Yahoo! Esportes: Você possui uma vitoriosa trajetória como atleta, hoje leciona jiu-jítsu e defesa pessoal em seu dojo além de ser um respeitado comentarista de lutas. Como observa a evolução dos esportes de luta da sua época de competidor para os dias atuais?

Carlão Barreto: Já se passaram muitos anos e a evolução dos esportes de combate tem sido muito grande e significativa em vários aspectos. No que tange o ensino das artes marciais, os professores vem buscando muita capacitação; vivemos momentos de transformação, instrutores de várias modalidades de luta vem buscando se capacitar e evoluir para entregar o melhor serviço para os alunos e clientes, com isto o ensino das lutas têm evoluído bastante.

Obviamente, sabemos que as artes marciais sempre tiveram um cunho muito filosófico quanto ao ensinamento e a busca de respeito, disciplina, valores éticos e morais e também a conscientização pessoal do autoconhecimento, muito importantes para a busca do equilíbrio físico e mental.

“Mas como passar isto?”, é muito importante ter o entendimento de que as pessoas mudaram e o mundo também, logo a forma como se conduz e compartilha conhecimento também têm que mudar e vejo com bons olhos esta evolução.
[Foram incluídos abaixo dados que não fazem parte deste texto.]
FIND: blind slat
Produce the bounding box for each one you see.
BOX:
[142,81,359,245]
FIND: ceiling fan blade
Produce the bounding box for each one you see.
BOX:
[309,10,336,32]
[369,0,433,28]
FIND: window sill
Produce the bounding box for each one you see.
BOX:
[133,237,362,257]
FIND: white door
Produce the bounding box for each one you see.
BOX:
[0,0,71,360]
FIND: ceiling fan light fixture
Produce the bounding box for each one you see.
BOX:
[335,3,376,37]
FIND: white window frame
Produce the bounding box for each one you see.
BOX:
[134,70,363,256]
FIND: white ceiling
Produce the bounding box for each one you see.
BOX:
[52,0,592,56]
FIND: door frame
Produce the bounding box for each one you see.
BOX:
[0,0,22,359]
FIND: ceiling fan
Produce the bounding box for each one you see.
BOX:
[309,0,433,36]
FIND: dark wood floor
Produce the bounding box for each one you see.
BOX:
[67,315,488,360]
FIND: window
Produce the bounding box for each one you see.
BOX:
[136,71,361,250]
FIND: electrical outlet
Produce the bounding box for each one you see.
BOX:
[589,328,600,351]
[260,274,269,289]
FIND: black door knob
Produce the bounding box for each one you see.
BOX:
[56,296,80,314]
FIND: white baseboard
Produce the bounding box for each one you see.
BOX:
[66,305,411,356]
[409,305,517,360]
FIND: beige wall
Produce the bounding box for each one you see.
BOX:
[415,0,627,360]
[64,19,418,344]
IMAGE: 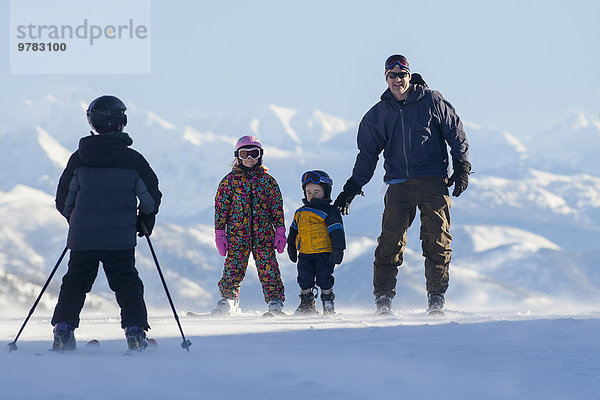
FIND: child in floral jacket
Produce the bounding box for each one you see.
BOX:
[213,136,286,314]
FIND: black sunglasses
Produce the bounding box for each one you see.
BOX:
[388,71,408,79]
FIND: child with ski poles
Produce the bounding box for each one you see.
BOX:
[287,170,346,315]
[51,96,162,351]
[213,136,286,316]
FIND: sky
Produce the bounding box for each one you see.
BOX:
[0,0,600,137]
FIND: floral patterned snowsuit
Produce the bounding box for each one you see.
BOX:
[215,165,285,303]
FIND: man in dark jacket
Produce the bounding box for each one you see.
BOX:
[52,96,162,351]
[334,55,471,314]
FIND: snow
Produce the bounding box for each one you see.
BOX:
[269,104,301,144]
[35,126,71,168]
[0,307,600,400]
[0,95,600,400]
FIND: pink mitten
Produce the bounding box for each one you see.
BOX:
[273,226,285,254]
[215,229,228,256]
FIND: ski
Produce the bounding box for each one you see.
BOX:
[48,339,100,354]
[263,311,288,318]
[123,338,158,356]
[427,309,446,317]
[84,339,100,350]
[377,310,394,318]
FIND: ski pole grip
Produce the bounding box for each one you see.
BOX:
[140,222,148,236]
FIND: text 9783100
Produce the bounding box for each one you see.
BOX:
[17,42,67,52]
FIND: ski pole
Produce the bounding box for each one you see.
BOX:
[141,222,192,351]
[8,246,67,353]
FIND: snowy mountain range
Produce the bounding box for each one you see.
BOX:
[0,89,600,312]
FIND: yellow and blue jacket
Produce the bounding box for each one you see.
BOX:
[287,199,346,254]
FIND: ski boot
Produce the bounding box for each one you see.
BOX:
[212,299,239,315]
[294,288,317,315]
[375,294,393,316]
[52,322,77,351]
[125,326,148,351]
[321,288,335,315]
[427,292,445,316]
[263,299,285,317]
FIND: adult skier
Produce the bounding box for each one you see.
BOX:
[334,54,471,314]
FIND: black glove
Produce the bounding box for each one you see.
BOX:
[333,177,365,215]
[329,249,344,264]
[446,159,471,197]
[410,72,429,88]
[135,213,156,237]
[288,243,298,263]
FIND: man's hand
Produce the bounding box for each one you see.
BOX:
[135,213,156,237]
[333,177,365,215]
[446,159,471,197]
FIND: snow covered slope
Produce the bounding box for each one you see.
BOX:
[0,90,600,313]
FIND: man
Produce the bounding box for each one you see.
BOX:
[334,55,471,314]
[52,96,162,351]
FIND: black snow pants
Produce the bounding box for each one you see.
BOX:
[52,249,149,329]
[297,252,335,290]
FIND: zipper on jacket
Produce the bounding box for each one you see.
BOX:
[398,103,410,178]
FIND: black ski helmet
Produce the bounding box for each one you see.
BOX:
[301,169,333,199]
[86,95,127,133]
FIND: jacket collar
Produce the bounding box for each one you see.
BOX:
[381,85,425,103]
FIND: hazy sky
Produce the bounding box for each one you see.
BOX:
[0,0,600,136]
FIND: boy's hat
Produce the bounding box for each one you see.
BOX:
[86,95,127,133]
[301,169,333,199]
[385,54,410,74]
[235,135,263,152]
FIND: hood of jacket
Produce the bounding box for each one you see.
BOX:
[77,132,133,167]
[381,85,427,103]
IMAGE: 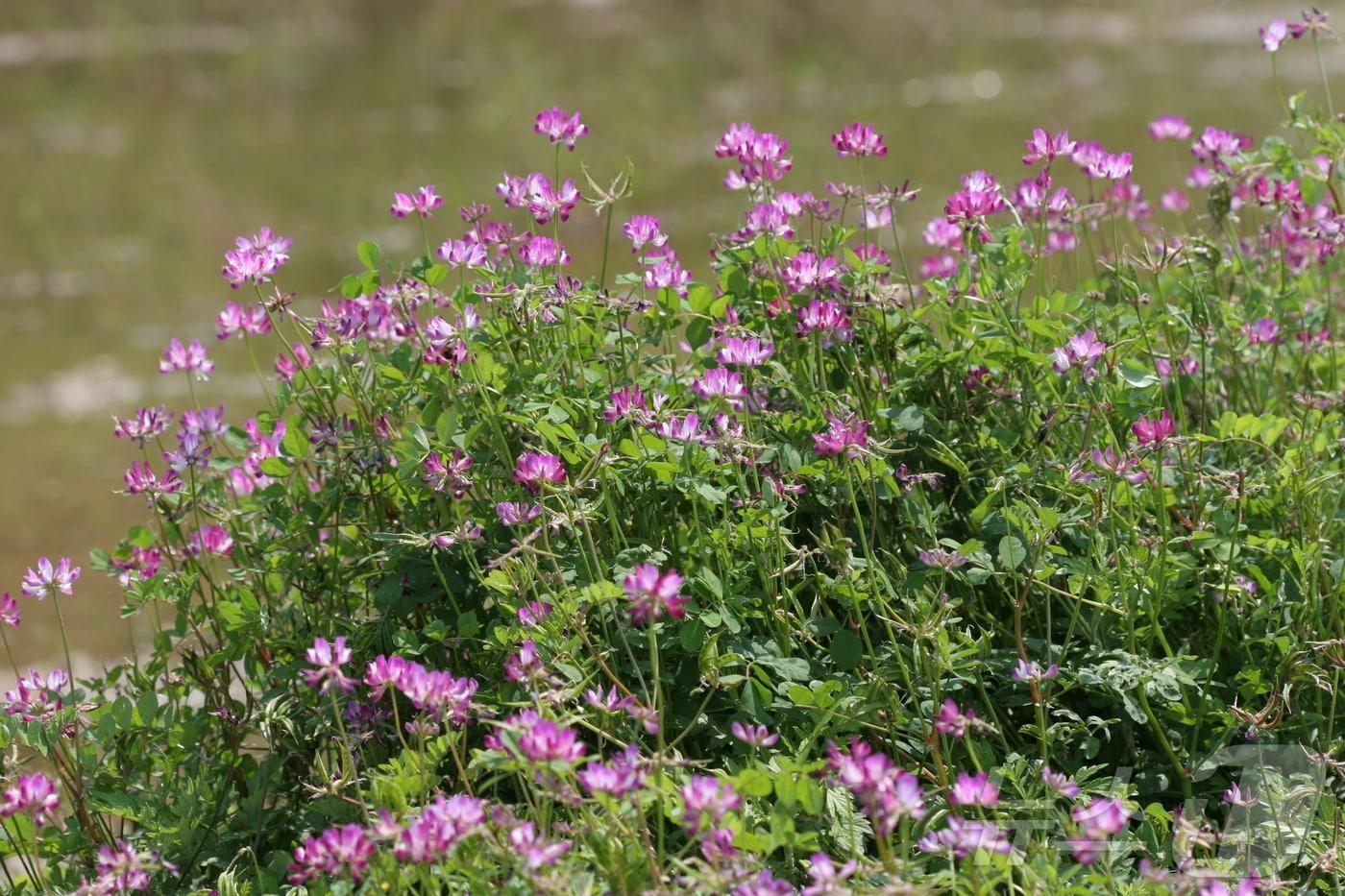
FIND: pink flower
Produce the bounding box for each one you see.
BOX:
[1158,188,1190,214]
[622,215,669,252]
[423,448,472,499]
[436,239,488,271]
[495,500,542,526]
[1041,765,1079,799]
[0,772,61,828]
[1009,658,1060,682]
[1130,407,1176,446]
[827,739,925,835]
[784,252,841,292]
[0,591,21,628]
[813,412,868,459]
[831,121,888,158]
[623,564,690,625]
[1149,115,1190,140]
[920,815,1013,861]
[1092,446,1149,486]
[682,775,743,835]
[729,722,780,748]
[215,302,270,339]
[518,237,571,268]
[159,339,215,379]
[514,450,565,494]
[1243,318,1279,346]
[187,524,234,557]
[20,557,80,600]
[801,853,860,896]
[1257,19,1298,53]
[532,107,588,152]
[720,336,774,367]
[692,367,746,405]
[579,744,645,798]
[795,299,854,341]
[518,718,586,763]
[304,638,355,694]
[387,183,444,218]
[1050,329,1107,379]
[289,825,378,885]
[1022,128,1077,165]
[1084,152,1136,181]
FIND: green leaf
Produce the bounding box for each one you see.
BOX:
[831,628,864,671]
[999,536,1028,569]
[355,239,383,271]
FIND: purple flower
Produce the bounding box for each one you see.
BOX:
[1041,765,1079,799]
[111,405,174,448]
[578,744,645,799]
[514,450,565,494]
[0,591,21,628]
[434,239,488,271]
[518,718,585,763]
[508,822,571,870]
[423,448,472,499]
[387,183,444,218]
[495,500,542,526]
[1243,318,1279,346]
[622,215,669,252]
[304,638,355,694]
[692,367,746,406]
[784,252,848,293]
[831,121,888,158]
[720,336,774,367]
[1149,115,1190,140]
[1009,658,1060,682]
[623,564,690,625]
[1084,152,1136,181]
[20,557,80,600]
[948,772,999,806]
[1130,407,1176,446]
[289,825,378,885]
[682,775,743,835]
[0,772,61,828]
[532,107,588,152]
[827,739,925,835]
[1092,446,1149,486]
[813,412,868,459]
[1257,19,1298,53]
[729,721,780,749]
[1022,128,1077,165]
[1050,329,1107,379]
[159,339,215,379]
[187,524,234,557]
[920,815,1013,861]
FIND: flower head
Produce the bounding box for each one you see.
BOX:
[304,638,355,694]
[532,107,588,152]
[21,557,80,600]
[831,121,888,158]
[387,183,444,218]
[623,564,689,625]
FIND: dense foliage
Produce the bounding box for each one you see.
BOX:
[0,12,1345,896]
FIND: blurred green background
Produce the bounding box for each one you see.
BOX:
[0,0,1307,669]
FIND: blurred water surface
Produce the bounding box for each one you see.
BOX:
[0,0,1312,666]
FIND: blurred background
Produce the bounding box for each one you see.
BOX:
[0,0,1318,669]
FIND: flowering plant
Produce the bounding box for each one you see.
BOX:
[0,11,1345,896]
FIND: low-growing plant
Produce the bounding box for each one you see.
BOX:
[0,11,1345,896]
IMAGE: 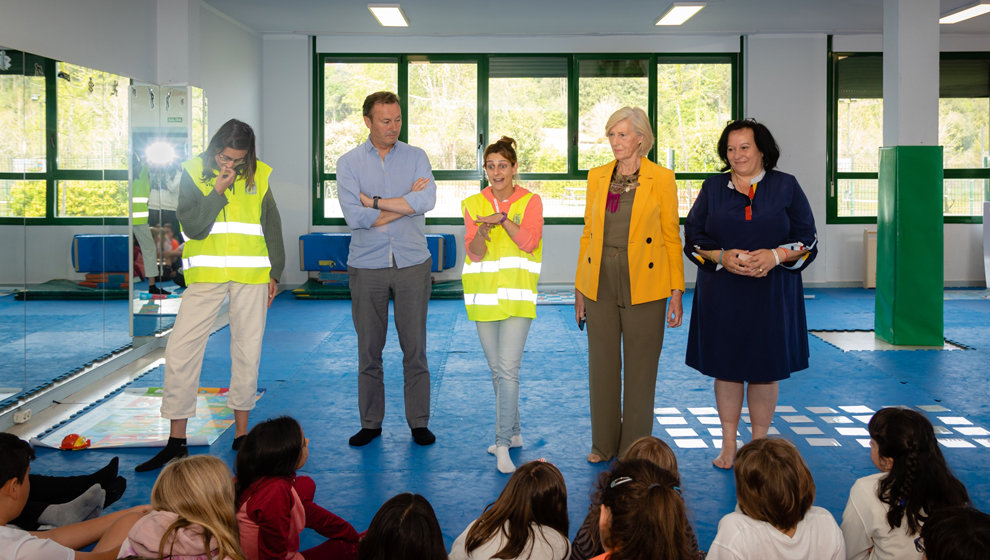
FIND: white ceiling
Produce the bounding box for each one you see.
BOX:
[204,0,990,37]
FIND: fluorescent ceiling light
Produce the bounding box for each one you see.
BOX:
[938,0,990,24]
[368,4,409,27]
[654,2,705,25]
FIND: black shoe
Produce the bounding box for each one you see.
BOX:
[134,438,189,472]
[103,476,127,509]
[347,428,382,447]
[412,427,437,445]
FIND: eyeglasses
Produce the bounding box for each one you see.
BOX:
[217,154,244,167]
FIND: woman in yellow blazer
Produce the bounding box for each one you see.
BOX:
[574,107,684,463]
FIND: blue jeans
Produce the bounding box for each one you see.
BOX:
[475,317,533,447]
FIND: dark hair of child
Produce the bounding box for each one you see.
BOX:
[235,416,303,504]
[921,506,990,560]
[0,432,34,485]
[599,459,697,560]
[358,493,447,560]
[464,461,569,558]
[869,408,970,534]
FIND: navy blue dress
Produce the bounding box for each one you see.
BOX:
[684,170,818,383]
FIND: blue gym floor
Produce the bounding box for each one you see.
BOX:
[19,289,990,549]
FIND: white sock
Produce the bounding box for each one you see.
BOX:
[488,434,522,455]
[495,445,516,474]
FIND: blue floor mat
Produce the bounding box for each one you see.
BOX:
[23,289,990,548]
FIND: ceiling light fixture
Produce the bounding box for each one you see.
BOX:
[938,0,990,24]
[368,4,409,27]
[654,2,705,25]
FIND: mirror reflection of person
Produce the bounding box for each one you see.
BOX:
[136,119,285,471]
[337,91,437,446]
[684,120,818,469]
[131,163,169,295]
[574,107,684,463]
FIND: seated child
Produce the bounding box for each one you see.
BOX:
[916,506,990,560]
[117,455,244,560]
[708,439,846,560]
[0,433,150,560]
[842,408,969,560]
[595,458,698,560]
[358,493,447,560]
[570,436,704,560]
[450,461,570,560]
[237,416,360,560]
[10,457,127,531]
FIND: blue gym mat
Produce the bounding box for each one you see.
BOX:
[23,289,990,549]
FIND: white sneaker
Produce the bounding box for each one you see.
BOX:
[488,434,522,455]
[495,445,516,474]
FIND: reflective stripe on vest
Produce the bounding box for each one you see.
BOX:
[182,157,271,284]
[461,191,543,321]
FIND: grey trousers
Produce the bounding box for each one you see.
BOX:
[347,259,433,429]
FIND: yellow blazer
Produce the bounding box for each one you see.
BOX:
[574,158,684,305]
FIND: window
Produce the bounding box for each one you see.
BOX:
[656,56,733,217]
[313,53,739,225]
[828,49,990,223]
[0,47,130,223]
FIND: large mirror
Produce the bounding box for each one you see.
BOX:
[0,43,167,411]
[130,82,207,336]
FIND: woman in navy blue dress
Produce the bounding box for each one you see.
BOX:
[684,119,818,469]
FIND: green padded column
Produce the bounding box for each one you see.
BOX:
[874,146,944,346]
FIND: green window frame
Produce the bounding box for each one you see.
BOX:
[312,44,742,226]
[0,49,130,225]
[826,37,990,224]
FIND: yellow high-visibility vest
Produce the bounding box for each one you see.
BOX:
[182,157,272,284]
[131,165,151,226]
[461,193,543,321]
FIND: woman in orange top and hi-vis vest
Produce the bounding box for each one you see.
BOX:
[574,107,684,463]
[461,136,543,473]
[135,119,285,471]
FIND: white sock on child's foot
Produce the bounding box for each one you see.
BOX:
[495,445,516,474]
[488,434,522,455]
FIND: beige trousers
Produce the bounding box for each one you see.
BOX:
[161,282,268,420]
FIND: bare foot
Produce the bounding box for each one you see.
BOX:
[712,450,736,470]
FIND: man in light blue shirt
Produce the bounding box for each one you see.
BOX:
[337,91,437,446]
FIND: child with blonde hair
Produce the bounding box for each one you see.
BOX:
[450,461,570,560]
[117,455,245,560]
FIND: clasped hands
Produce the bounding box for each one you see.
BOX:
[721,249,778,278]
[358,177,430,210]
[474,212,505,241]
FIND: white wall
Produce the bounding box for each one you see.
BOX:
[0,0,157,82]
[260,35,314,287]
[199,4,264,138]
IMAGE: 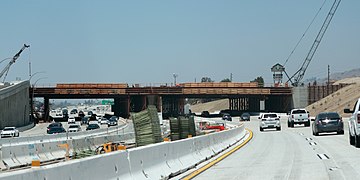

Em termos competitivos não tem nem o que falar! Os competidores são “super” atletas, enquanto o MMA virou um esporte conceituado e estruturado com um grande player; que é o UFC (Ultimate Fighting Championship): Um evento muito bem organizado, cuidador dos atletas na parte de saúde; criador de um instituto de performance além de ter um (exame anti) doping muito rigoroso, portanto, o atleticismo e a qualidade dos atletas vêm evoluindo, hoje os esportistas possuem uma periodização de treinamento, preparação física, acompanhamento de fisioterapeutas e nutricionistas, uma equipe multidisciplinar trabalhando coesamente para a evolução do esportista, e sem dúvida a evolução técnica foi bastante acentuada nestes últimos anos.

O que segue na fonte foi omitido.